Southwest departed from Denver’s Stapleton International Airport in 1986 and for nearly two decades resisted plea upon plea from city officials to return. The persistence – some might say groveling – appears to have finally paid off.

The Dallas-based carrier first came to Denver in 1983 with high expectations for cheap travel.

At a Denver lunch that May, company chairman Herbert Kelleher promised half-price fares that would be widely available.

“You don’t have to be a left-handed catcher with a red-headed monkey who makes a reservation four weeks in advance and comes back on a Wednesday without one of his small children” to qualify for a Southwest fare, he cracked.

It was classic Kelleher. But three years later, when the congested and weather-plagued Stapleton began accounting for 50 percent of the delays in Southwest’s system, the airline was gone.

The delays that caused Southwest’s departure made the city an object of national ridicule, Stephen Kaplan, then Denver’s city attorney, said Thursday. They also motivated the construction of Denver International Airport.

“The airlines were experiencing incredible costs in delays when there was bad weather. It affected the ability of an airline to run an efficient operation,” he said.

Southwest refused to return, even if a new airport operated more efficiently. When Southwest acquired Morris Air, the airline pulled its Colorado Springs and Denver flights, citing high costs.

In the 1990s, Denver’s director of aviation, Jim DeLong, said he couldn’t make headway with Southwest executives, whom he had come to know well when he was the operations chief at Houston’s Hobby Airport.

Southwest’s official line: Higher expenses at DIA didn’t make a return feasible.

“There are three things we’re concerned about at Denver, and those are costs, costs, costs,” Ed Stewart, Southwest spokesman, said in 2003.

DeLong said there was another reason.
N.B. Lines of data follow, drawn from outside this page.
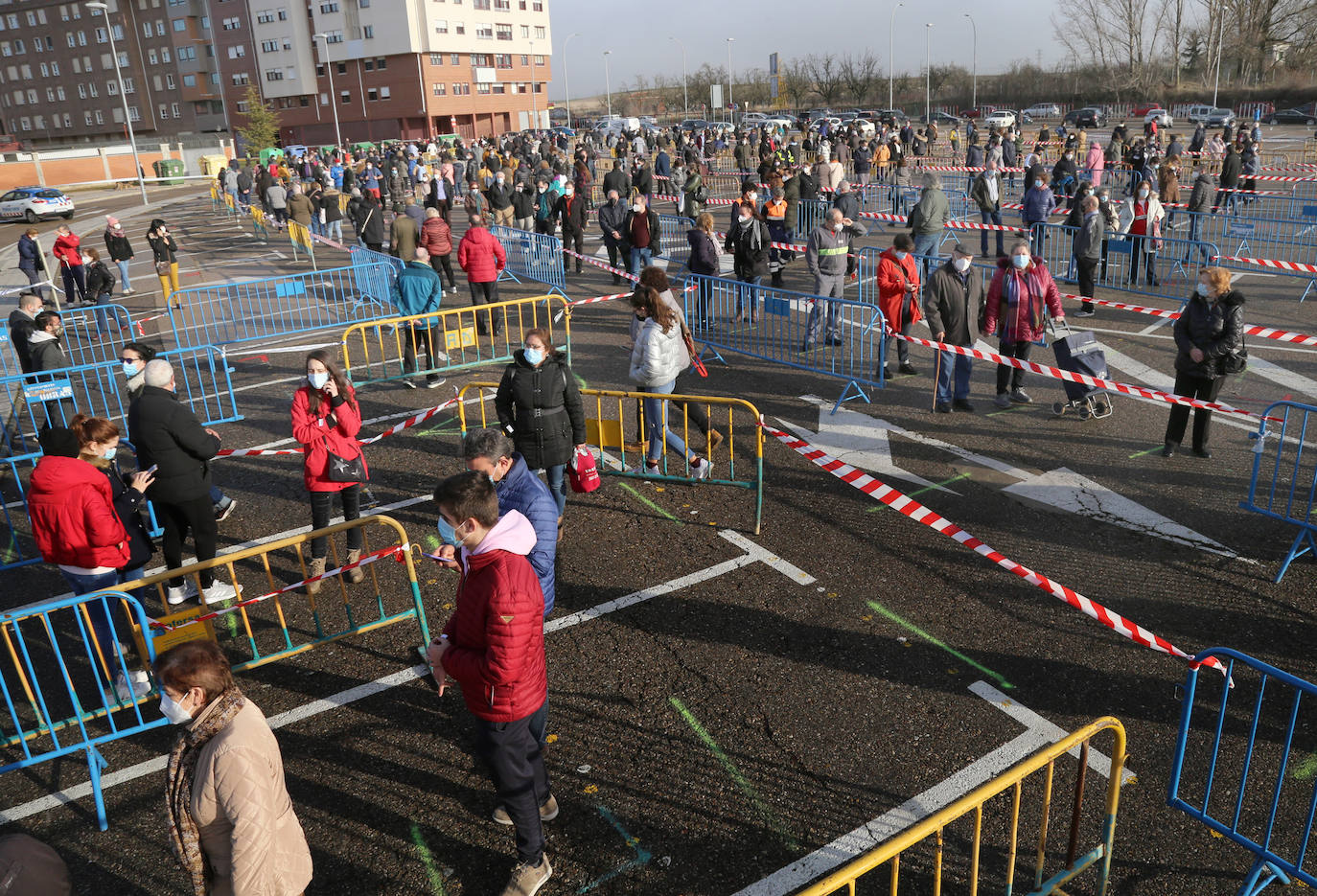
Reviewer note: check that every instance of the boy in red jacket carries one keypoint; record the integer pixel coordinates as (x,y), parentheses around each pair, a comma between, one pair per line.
(493,646)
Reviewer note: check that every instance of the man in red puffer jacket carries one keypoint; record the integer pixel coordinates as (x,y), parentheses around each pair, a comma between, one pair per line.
(493,646)
(482,257)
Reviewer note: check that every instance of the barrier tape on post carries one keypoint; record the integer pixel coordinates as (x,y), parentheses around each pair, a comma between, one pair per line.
(911,508)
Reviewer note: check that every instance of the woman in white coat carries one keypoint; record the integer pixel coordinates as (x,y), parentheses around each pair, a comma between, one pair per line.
(1141,220)
(658,356)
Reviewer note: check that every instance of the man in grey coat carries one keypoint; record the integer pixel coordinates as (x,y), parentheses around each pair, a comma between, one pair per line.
(824,256)
(953,299)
Southwest’s model at the time didn’t include going head-to-head with the bigger carriers in the hubs they dominated.

But Southwest in the 1990s successfully grabbed dominance in Baltimore from US Airways and repeated the feat in Pittsburgh.

“They won’t go into a fortress hub unless they seem to feel if there is some weakness where the airline is preoccupied with its own survival,” DeLong said.

Also, DIA has had success in getting its costs per passenger down, thanks to higher retail and parking revenues and more passenger traffic, said Susan Stanton, vice president of the DIA Partnership.

At the same time, some older airports have seen costs rise.

“DIA is at much greater parity now than when it opened,” Kap lan said.

Although they never gave up on Southwest, economic-development officials said they were surprised when the airline decided to come back on its terms, not theirs.

Clark learned the news only Thursday.

“We were caught flat-footed,” he said.